Neem bijvoorbeeld Kai en zijn afschuwelijke invalsjuf uit ”Vals” van Carry Slee. Het mens luistert naar de lieftallige naam van Suikertoetje, maar lieftallig, laat staan lief, is ze bepaald niet. Ze ziet het als haar roeping de kinderen uit haar klas de grond in te boren en angst aan te jagen. „Hartelijk welkom allemaal, stelletje misselijkmakende schepsels”, zo begint ze haar dagopening. „Ik hoop dat deze dag weer een grote nachtmerrie voor jullie wordt. Dat onze Paultje vannacht weer gillend wakker mag schrikken door wat hij hier vandaag beleeft… En dat ik Kai, dat walgelijke mispunt met zijn leugens, zo gemeen mag behandelen dat hij van ellende een besmettelijke ziekte krijgt. En dat daardoor niemand meer met hem wil omgaan, omdat iedereen bang is dat ie wordt aangestoken…”
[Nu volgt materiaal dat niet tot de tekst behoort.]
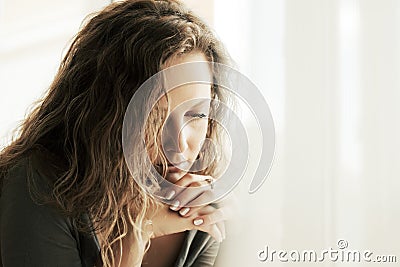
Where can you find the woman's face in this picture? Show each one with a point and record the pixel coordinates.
(186, 125)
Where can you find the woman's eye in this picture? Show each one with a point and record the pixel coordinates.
(197, 115)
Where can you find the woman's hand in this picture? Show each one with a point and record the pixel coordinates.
(192, 206)
(207, 219)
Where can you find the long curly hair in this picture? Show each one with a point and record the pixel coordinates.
(75, 130)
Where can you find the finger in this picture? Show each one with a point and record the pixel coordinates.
(184, 182)
(205, 198)
(190, 194)
(213, 231)
(197, 211)
(174, 174)
(221, 227)
(211, 218)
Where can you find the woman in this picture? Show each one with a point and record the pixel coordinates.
(67, 195)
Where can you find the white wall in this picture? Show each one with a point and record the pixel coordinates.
(329, 70)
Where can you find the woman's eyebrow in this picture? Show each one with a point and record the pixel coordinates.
(202, 103)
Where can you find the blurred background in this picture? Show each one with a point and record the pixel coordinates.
(330, 72)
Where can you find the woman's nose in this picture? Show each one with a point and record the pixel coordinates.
(174, 138)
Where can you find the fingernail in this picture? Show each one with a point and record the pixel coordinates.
(175, 205)
(198, 222)
(184, 211)
(170, 194)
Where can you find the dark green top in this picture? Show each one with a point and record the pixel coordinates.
(37, 235)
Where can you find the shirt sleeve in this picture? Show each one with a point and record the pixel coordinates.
(208, 256)
(32, 234)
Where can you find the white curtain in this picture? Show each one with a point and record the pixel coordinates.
(330, 71)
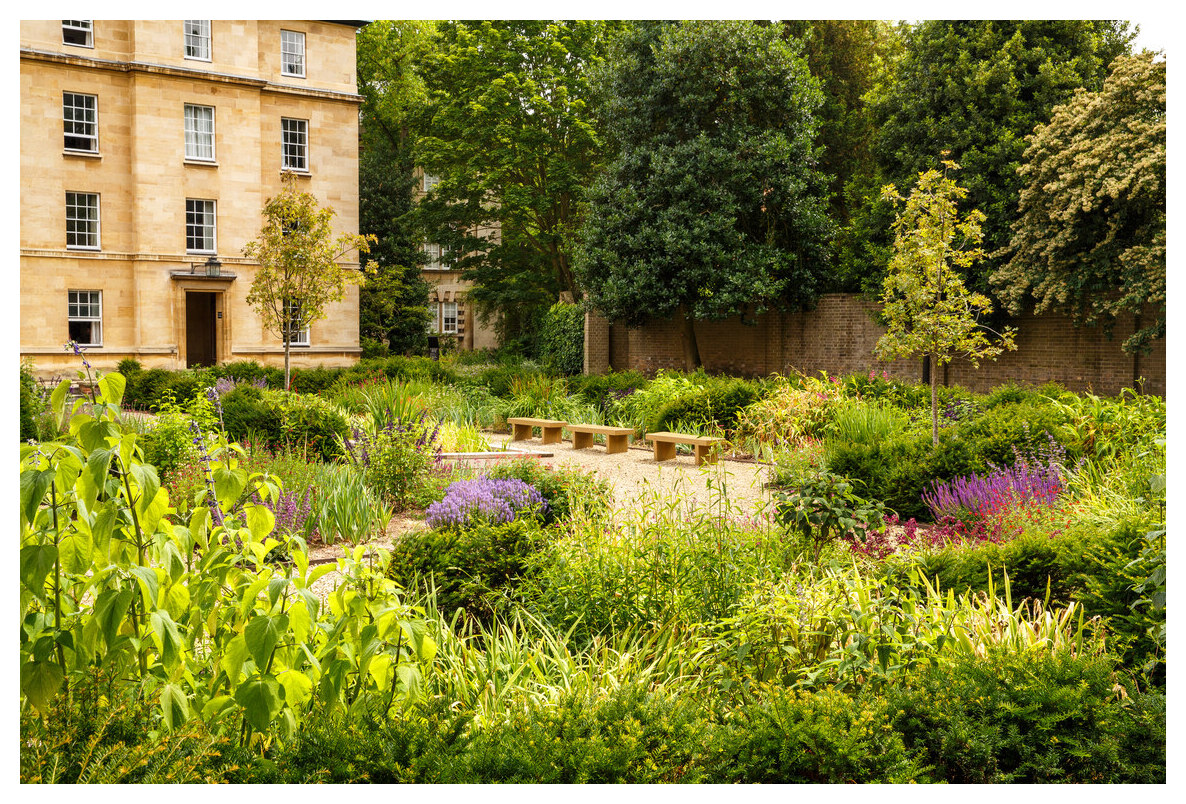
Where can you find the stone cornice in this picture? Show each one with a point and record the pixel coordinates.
(27, 53)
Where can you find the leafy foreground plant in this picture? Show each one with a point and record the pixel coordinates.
(191, 616)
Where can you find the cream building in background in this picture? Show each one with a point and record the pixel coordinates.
(147, 151)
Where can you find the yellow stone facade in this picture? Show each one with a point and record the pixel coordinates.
(153, 298)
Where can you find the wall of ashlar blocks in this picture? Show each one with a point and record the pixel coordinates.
(839, 337)
(142, 82)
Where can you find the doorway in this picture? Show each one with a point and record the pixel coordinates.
(201, 330)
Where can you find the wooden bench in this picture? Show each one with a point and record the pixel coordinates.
(548, 428)
(664, 446)
(614, 436)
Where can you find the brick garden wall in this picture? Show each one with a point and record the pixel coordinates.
(839, 336)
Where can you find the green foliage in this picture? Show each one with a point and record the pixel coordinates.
(1030, 719)
(477, 569)
(566, 490)
(712, 203)
(512, 96)
(928, 310)
(822, 738)
(976, 88)
(1089, 237)
(562, 339)
(823, 508)
(298, 274)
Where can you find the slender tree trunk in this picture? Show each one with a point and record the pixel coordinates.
(935, 399)
(688, 339)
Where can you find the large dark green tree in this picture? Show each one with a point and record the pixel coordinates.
(394, 301)
(509, 135)
(712, 205)
(975, 89)
(1090, 238)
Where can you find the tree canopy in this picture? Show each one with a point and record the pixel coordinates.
(712, 204)
(298, 272)
(977, 88)
(508, 133)
(1090, 236)
(928, 308)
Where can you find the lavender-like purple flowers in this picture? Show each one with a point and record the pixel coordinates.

Geen wonder dat Kai een heel gemeen verhaal over zijn juf schrijft en haar daarin door een griezelig monster laat verslinden. ’s Nachts droomt hij dat zijn monster bij hem aan het bed komt zitten en belooft dat het de gemene juf zal gaan opeten, mits Kai vertelt op welke school ze werkt. Maar dat kan de jongen toch niet over zijn hart verkrijgen. Echter, het is geen droom, maar werkelijkheid, zo blijkt de volgende morgen als hij zijn verhaal nog eens doorleest.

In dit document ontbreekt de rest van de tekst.